One risk for Canada, Frith said, is stumbling along the same route as Australia and fulfilling only the resource part of the equation. “They’ve really been China’s mine over the last decade when it comes to lithium battery materials,” he said. Recent auto-supply-chain problems and government policies have refocused the United States on building domestic battery production. This means Canada will have a ready market for its raw materials. But to prevent all the higher value manufacturing from going south of the border, Canada must build out its own processing capabilities.
BRINGING IT ALL TOGETHER
Likewise, Canada needs to address the specifics of a homegrown battery industry, said Matthew Fortier, president of newly formed EV-supply-chain alliance Accelerate.
“That coherency and that purposefulness have not been there yet, whereas other jurisdictions have been purposeful — you know, you look at Europe, you look at Asia.”
Accelerate — whose members include Unifor, the Automotive Parts Manufacturers’ Association (APMA) and Quebec-based bus maker Lion Electric — plans to get the disparate mining and manufacturing industries on the same page and work with governments to create the right conditions for the supply chain to flourish, Fortier said.
Top government officials in Ontario have already been pushing hard to anchor the province’s battery supply chain with a battery plant. In November, Premier Doug Ford pulled back the curtain on the next phase of Ontario’s auto strategy, which included the goal of landing two or three such plants.
Vic Fedeli, Ontario minister of economic development, job creation and trade, told Automotive News Canada that discussions were ongoing between Ontario and a dozen battery makers in November. But no deals have been struck to date.
“I hope we have really positive results from all of the elbow grease the team has put into this,” Fedeli said.
The battery plants would supply Ontario vehicle assembly plants — four of which are already or are soon to be building EVs.

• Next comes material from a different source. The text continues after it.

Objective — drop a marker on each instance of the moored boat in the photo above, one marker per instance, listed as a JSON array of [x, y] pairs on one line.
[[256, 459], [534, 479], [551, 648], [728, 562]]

In Quebec, a pair of battery-cell manufacturing plants have been announced but remain in the early planning stages. The Lion Electric Co., meanwhile, broke ground on a battery assembly plant outside Montreal in June.
As EV uptake accelerates, Bloomberg’s Frith expects the battery supply chain in Canada and the United States to move quickly to keep up. He could not break out standalone Canadian figures but said North America’s share of commissioned global battery production is likely to reach 15 to 20 per cent by 2025.